Но такое прозрачное инкогнито не спасло положения. Наоборот, даже подлило масла в огонь. В доклад Митракова, сделанный на партактиве, происшествие с семью козлятами вошло в такой редакции: «Благодаря политической беспечности работников радио, а также тех, кто руководит ими, слегка замаскированный классовый враг, отбывший срок за террористическую деятельность, получил трибуну. Это не первый случай, когда при попустительстве соответствующих организаций врагам удается пролезть на идеологический фронт». Вот на такую головокружительную принципиальную высоту были подняты бедные семеро козлят!

Я была в отчаянии. Это происшествие потрясло меня, пожалуй, не меньше, чем недавний второй арест. Напрасно Антон со своим безудержным оптимизмом убеждал меня, что все не так плохо.

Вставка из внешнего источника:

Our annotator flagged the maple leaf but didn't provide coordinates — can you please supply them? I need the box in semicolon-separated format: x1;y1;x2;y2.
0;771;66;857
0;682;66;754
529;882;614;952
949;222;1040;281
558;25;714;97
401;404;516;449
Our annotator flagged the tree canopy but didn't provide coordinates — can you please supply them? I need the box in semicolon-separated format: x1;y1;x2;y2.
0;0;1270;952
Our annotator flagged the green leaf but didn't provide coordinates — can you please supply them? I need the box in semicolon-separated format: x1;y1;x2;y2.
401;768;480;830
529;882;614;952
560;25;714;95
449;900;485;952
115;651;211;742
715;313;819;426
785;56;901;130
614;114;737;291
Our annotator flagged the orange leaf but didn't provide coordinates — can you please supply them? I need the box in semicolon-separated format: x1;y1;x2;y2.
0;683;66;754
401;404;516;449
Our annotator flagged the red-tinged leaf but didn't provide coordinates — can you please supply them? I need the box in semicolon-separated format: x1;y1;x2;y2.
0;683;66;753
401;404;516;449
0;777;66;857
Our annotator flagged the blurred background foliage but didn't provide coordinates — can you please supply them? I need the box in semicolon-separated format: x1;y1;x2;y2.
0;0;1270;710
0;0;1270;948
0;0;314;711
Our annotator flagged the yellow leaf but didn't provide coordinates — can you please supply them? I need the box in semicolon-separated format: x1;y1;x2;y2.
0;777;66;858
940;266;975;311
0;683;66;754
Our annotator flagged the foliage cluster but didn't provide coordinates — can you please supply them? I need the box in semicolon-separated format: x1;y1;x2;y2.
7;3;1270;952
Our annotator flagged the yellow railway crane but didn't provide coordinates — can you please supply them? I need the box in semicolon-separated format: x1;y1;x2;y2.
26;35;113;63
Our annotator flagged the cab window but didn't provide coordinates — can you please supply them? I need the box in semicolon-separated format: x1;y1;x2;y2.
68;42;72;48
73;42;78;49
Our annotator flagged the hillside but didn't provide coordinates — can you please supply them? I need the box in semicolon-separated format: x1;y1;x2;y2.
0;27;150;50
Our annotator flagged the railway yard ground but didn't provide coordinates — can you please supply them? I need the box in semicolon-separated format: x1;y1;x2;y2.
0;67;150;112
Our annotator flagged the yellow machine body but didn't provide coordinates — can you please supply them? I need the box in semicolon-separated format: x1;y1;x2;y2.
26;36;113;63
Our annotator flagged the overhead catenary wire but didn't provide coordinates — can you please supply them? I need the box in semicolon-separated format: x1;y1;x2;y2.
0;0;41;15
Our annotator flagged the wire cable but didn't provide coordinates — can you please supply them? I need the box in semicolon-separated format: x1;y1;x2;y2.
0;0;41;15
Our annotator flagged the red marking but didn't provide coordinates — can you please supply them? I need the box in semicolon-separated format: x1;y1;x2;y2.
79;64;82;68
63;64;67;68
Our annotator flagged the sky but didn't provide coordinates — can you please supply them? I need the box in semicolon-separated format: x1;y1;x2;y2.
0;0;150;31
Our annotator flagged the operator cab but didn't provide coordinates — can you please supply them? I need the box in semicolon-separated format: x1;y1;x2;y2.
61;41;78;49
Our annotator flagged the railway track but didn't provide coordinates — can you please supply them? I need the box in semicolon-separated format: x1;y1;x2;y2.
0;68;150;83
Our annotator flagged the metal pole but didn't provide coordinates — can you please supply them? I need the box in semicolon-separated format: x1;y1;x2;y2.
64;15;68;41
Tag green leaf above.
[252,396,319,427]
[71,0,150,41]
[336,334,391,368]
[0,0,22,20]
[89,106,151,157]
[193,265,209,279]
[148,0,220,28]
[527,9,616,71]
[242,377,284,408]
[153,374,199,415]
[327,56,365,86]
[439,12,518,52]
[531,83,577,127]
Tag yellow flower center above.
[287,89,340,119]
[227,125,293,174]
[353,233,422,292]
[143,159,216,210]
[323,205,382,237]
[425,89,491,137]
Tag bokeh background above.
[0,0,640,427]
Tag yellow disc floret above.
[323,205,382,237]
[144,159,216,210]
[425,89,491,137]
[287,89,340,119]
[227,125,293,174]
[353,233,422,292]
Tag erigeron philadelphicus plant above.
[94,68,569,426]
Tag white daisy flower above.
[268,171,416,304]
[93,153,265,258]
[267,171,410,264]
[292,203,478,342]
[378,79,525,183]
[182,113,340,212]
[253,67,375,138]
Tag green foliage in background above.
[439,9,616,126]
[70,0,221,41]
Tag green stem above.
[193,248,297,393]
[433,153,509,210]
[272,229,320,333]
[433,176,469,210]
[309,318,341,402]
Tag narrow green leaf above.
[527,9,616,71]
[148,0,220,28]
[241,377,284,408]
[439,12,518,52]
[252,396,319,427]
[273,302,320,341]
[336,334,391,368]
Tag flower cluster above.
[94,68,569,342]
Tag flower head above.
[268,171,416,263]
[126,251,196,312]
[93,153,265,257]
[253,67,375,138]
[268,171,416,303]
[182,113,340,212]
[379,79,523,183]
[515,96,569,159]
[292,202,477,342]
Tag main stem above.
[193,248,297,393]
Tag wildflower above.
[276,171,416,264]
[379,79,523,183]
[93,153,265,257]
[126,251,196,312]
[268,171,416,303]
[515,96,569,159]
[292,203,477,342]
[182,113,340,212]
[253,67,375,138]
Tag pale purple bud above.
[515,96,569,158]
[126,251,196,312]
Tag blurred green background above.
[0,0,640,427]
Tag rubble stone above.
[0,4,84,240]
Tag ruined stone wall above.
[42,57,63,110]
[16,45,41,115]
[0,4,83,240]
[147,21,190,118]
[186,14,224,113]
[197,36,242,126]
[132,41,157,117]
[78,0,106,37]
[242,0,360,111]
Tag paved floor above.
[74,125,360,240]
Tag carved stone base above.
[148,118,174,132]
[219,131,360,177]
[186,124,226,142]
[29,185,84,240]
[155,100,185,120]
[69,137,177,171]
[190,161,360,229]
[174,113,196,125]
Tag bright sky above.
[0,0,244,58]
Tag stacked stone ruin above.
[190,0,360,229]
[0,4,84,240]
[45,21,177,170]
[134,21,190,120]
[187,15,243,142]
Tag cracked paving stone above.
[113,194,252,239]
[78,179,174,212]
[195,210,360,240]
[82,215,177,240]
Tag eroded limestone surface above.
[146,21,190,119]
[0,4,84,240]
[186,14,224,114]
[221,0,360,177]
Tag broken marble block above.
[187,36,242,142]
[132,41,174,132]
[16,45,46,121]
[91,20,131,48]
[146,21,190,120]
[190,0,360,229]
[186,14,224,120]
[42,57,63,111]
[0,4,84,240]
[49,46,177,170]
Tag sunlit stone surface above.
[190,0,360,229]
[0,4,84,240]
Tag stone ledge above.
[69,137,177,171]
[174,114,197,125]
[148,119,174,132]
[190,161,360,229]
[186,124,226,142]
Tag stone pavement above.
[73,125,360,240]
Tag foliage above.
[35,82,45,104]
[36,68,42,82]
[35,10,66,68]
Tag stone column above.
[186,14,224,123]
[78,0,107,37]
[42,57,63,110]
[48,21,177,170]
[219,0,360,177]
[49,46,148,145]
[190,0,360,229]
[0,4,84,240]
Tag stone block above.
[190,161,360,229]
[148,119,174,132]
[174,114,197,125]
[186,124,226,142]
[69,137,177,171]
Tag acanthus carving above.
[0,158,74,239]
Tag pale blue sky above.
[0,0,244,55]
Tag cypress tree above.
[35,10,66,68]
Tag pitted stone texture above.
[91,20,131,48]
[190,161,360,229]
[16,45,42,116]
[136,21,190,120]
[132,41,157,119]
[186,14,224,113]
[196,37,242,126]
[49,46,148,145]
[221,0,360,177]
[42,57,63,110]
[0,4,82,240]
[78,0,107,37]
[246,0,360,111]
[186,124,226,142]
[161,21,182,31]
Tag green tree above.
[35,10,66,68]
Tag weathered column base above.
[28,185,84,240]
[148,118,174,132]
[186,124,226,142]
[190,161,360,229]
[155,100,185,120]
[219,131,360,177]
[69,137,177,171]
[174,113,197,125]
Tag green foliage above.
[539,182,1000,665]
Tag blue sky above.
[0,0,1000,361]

Вот если бы это случилось, когда он еще был в лагере, — это действительно поставило бы нас в очень тяжелое положение. А сейчас что же? Ведь он получает свою зарплату в больнице и с голода мы не пропадем.

Меня мало утешало это рассуждение. Дело было не только в деньгах. Угнетала мысль, что ты полностью бесправна, что тебя швыряют, как вещь, что надежды хотя бы на относительную самостоятельность твоих поступков (сравнительно с тюрьмой и лагерем) иллюзорны. Вот захотели — и одним движением вышвыривают тебя из этого коллектива детей, где ты со всем сроднилась за четыре года работы, где каждый ребенок для тебя — кусок твоей жизни. Они, конечно, обо всем догадались, наши многоопытные зэковские дети. Ни на минуту не поверили в официальное объяснение: заболела. Я приходила туда потихоньку, чтобы подписать «обходной лист», стараясь не встретиться с ребятами. Но они ловили меня, обхватывали за колени, ревмя ревели, приговаривая: «Евгеничку Семеночку опять на этап…» Они не просили меня остаться, отлично знали, что не от меня зависит. Только Эдик страстно нашептывал мне в ухо, что уже недолго осталось потерпеть: скоро он вырастет, уже через месяц пойдет в школу — а тогда отомстит всем, кто меня обижает.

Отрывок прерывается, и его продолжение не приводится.